Question

$\Lambda_m$ of a decimolar $CaCl_2$ solution is $100 \frac{S cm^2}{mol}$ at 298 K. Cell with electrodes 1.5 $cm^2$ in area and $\frac{1}{2}$ cm apart is filled with decimolar $CaCl_2$. Current flown in amperes when the potential difference between electrodes is 5 volts is

Answer 1

0.15

Answer 2

To calculate the current flowing through the electrochemical cell, we follow these steps:

1. Calculate the Cell Constant ($G^*$): The cell constant is defined as the ratio of the distance between the electrodes ($l$) to the area of the electrodes ($A$).
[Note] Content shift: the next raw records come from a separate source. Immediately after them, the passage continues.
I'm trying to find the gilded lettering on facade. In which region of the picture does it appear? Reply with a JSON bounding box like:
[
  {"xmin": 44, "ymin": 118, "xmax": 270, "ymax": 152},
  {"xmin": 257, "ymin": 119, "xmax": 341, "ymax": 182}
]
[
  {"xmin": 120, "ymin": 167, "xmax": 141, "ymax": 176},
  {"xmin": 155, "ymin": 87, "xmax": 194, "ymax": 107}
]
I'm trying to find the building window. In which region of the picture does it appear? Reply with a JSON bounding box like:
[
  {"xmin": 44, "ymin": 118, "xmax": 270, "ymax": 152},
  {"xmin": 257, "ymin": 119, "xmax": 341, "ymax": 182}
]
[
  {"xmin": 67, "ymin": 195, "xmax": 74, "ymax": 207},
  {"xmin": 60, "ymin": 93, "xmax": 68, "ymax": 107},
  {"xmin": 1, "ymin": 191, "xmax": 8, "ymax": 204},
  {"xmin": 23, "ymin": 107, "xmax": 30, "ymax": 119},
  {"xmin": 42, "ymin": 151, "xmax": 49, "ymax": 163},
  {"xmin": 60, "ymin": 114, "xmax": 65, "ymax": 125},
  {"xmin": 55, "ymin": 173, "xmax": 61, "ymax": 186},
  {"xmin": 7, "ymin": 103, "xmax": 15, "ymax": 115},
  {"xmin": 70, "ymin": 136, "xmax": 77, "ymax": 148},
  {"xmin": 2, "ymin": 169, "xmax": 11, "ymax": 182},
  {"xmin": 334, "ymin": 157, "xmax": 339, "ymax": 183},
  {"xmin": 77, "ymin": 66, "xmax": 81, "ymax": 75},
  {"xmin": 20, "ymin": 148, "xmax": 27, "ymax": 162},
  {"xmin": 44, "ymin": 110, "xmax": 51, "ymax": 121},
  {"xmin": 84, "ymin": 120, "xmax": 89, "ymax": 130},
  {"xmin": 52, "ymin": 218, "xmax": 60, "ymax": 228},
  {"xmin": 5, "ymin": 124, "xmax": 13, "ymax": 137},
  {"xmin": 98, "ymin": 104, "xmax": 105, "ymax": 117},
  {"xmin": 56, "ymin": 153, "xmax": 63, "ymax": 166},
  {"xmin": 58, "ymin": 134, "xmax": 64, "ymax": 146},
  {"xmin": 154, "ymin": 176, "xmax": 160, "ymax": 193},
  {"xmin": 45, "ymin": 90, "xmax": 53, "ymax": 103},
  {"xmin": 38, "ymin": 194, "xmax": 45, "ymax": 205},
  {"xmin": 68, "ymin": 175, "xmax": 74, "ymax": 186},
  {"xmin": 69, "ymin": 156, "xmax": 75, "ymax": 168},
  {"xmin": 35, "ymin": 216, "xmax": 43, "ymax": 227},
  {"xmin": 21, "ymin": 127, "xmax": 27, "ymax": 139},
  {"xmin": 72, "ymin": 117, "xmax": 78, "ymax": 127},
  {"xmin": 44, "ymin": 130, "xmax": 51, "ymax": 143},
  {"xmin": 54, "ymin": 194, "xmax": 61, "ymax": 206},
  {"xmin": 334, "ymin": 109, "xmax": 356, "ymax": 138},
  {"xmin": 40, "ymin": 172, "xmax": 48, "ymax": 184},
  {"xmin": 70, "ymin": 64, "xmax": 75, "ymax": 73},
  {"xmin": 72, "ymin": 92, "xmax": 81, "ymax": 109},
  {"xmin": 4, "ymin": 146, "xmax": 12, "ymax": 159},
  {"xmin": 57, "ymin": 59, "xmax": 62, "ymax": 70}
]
Given: $l = 0.5 \text{ cm}$, $A = 1.5 \text{ cm}^2$ $G^* = \frac{l}{A} = \frac{0.5 \text{ cm}}{1.5 \text{ cm}^2} = \frac{1}{3} \text{ cm}^{-1}$

2. Calculate the Specific Conductivity ($\kappa$): The molar conductivity ($\Lambda_m$) is related to the specific conductivity ($\kappa$) and the concentration ($C$) by the formula: $\Lambda_m = \frac{\kappa \times 1000}{C}$ Where $\Lambda_m$ is in S cm$^2$ mol$^{-1}$, $\kappa$ is in S cm$^{-1}$, and $C$ is in mol L$^{-1}$. Given: $\Lambda_m = 100 \text{ S cm}^2 \text{ mol}^{-1}$, $C = 0.1 \text{ M} = 0.1 \text{ mol L}^{-1}$ Rearranging the formula to find $\kappa$: $\kappa = \frac{\Lambda_m \times C}{1000}$ $\kappa = \frac{100 \text{ S cm}^2 \text{ mol}^{-1} \times 0.1 \text{ mol L}^{-1}}{1000}$ $\kappa = \frac{10}{1000} \text{ S cm}^{-1}$ $\kappa = 0.01 \text{ S cm}^{-1}$

3. Calculate the Conductance (G): Conductance ($G$) is related to specific conductivity ($\kappa$) and cell constant ($G^*$) by the formula: $G = \frac{\kappa}{G^*}$ $G = \frac{0.01 \text{ S cm}^{-1}}{1/3 \text{ cm}^{-1}}$ $G = 0.01 \times 3 \text{ S}$ $G = 0.03 \text{ S}$

4. Calculate the Current (I): According to Ohm's Law, the current ($I$) is given by the potential difference ($V$) divided by the resistance ($R$). Since conductance ($G$) is the reciprocal of resistance ($R = 1/G$), we can write: $I = \frac{V}{R} = V \times G$ Given: $V = 5 \text{ volts}$ $I = 5 \text{ V} \times 0.03 \text{ S}$ $I = 0.15 \text{ A}$

The current flown in amperes is 0.15 A.